Não sendo certo de que lado está Deus, parece certo que quem está contra o governo é o próprio governo.

E o aplauso? Porquê o aplauso que, como num circo romano, designou como vencedores do dia o Presidente e o primeiro-ministro e o omitiu o suposto vice-primeiro-ministro, que os analistas e comentadores dão como vencedor desta contenda?

Afinal de contas, quem estava por eles? Por que aplaudiram?

Talvez por estarem dominados pelo medo. Pelo medo do colapso. E por terem visto neles os homens que “salvaram” a coligação e com isso evitaram uma catástrofe. Terão demonizado, por omissão, o Paulo Portas que, solícito, beijava a mão do novo patriarca.

Foi como um aplauso de fim de regime. De regime a quem já só resta o medo do fim e a ilusão de o evitar. Talvez seja um medo exagerado. Ou talvez o medo exagerado precipite o salto para o vazio.
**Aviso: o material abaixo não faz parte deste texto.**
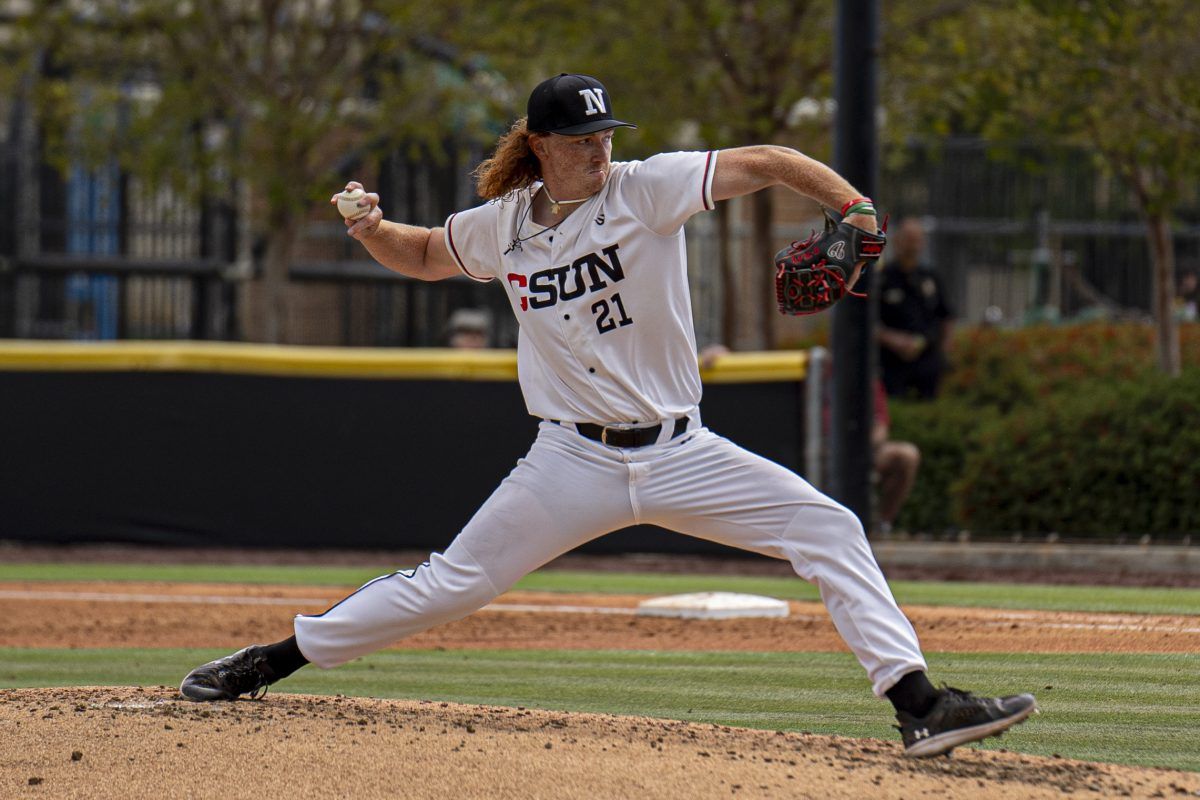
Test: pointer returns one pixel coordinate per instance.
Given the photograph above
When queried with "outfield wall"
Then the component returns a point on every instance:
(197, 444)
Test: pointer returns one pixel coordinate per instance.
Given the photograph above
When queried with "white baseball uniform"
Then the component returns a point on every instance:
(606, 338)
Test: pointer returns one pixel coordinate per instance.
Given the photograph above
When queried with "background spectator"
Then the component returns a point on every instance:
(915, 319)
(895, 463)
(469, 329)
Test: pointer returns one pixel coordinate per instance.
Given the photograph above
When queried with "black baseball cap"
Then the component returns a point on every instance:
(571, 104)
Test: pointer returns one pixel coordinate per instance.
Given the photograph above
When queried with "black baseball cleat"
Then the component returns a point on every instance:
(226, 679)
(959, 717)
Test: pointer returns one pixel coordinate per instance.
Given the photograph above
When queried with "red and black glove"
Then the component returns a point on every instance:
(811, 275)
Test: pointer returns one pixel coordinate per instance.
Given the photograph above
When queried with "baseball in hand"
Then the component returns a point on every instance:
(348, 204)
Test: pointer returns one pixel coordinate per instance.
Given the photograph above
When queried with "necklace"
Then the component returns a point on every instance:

Tudo na cerimónia dos Jerónimos soava a falsa inocência e a um falso desejo de redenção. Como se todos tivessem ido pedir a Deus que fizesse desaparecer a última semana. O beijo de Maria a Cavaco, que o Presidente recebe com surpresa, os apertos de mão forçados, os sorrisos, os olhares que se desviam, os guiões da cerimónia transformados em abanicos…

Um teatro do absurdo com uma missa em pano de fundo e as paredes grossas de um mosteiro que não deixaram entrar o calor mas conservaram a realidade do lado de fora.

Ali um regime e um governo tiveram a ilusão de existir. E, como noutros tempos, foram pedir a Deus a legitimação que perderam.

Um aplauso fez-se ouvir. Mas não era Deus. Era o medo.